Aviva Investors, the global asset management arm of Aviva, expects global growth to slow to a below-trend pace over the next year and a half, with the risk of recession rising close to 50 per cent. But the absence of major imbalances and excesses that have characterised previous downturns imply that economies should be able to rebound quickly.
The global economy is still juggling with a potent combination of supply-side shocks (including the ongoing conflict in Ukraine), tightening financial conditions and the highest inflation for a generation. These are creating considerable uncertainty and volatility in financial markets and are unlikely to be resolved any time soon.
Central banks in developed economies have either raised policy rates already or signalled their intention to do so. All are increasingly focused on high inflation and the threat it represents for macroeconomic stability. Most have concluded that the low inflation backdrop of the last 15 years is probably now over.
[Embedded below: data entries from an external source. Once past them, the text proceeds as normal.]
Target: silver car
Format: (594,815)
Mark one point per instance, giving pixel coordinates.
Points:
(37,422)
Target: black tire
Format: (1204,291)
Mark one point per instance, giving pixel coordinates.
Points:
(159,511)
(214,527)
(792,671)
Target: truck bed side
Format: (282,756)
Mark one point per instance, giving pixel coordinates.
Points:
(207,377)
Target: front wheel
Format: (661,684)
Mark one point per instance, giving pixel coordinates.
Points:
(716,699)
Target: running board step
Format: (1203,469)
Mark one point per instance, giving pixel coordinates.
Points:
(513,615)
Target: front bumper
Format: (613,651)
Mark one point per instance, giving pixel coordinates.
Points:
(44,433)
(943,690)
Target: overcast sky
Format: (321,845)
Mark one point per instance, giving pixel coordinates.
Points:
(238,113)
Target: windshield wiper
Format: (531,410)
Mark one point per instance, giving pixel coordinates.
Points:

Taming inflation is now the priority, even if that has an adverse impact on growth over the shorter term.
Inflation should fall back later this year and more convincingly in 2023, but upside risks remain as earlier headwinds to price increases become tailwinds: unwinding of globalisation, geopolitics, global supply chains shifting closer to home and climate change policies.
Michael Grady, head of investment strategy and chief economist at Aviva Investors, said: “The new macroeconomic environment, the monetary policy response to it and the changing views on a range of longer-term structural factors have resulted in an extremely challenging year in financial markets.
“The heightened uncertainty around the outlook has increased both implied and realised volatility across all asset classes. As such, we prefer to have relatively light exposure at this time. We continue to have a preference to be modestly underweight duration, with upside inflation risks outweighing downside recession risks.
“Given the sharp fall in equity multiples this year, we prefer a small overweight to the asset class, apart from in Europe, where growth risks are more pronounced. We prefer to be neutral in credit, where the pricing of spreads fairly reflects recession risks. In currencies, we are long the US dollar against the Euro, given the relative outlook for the two economies.”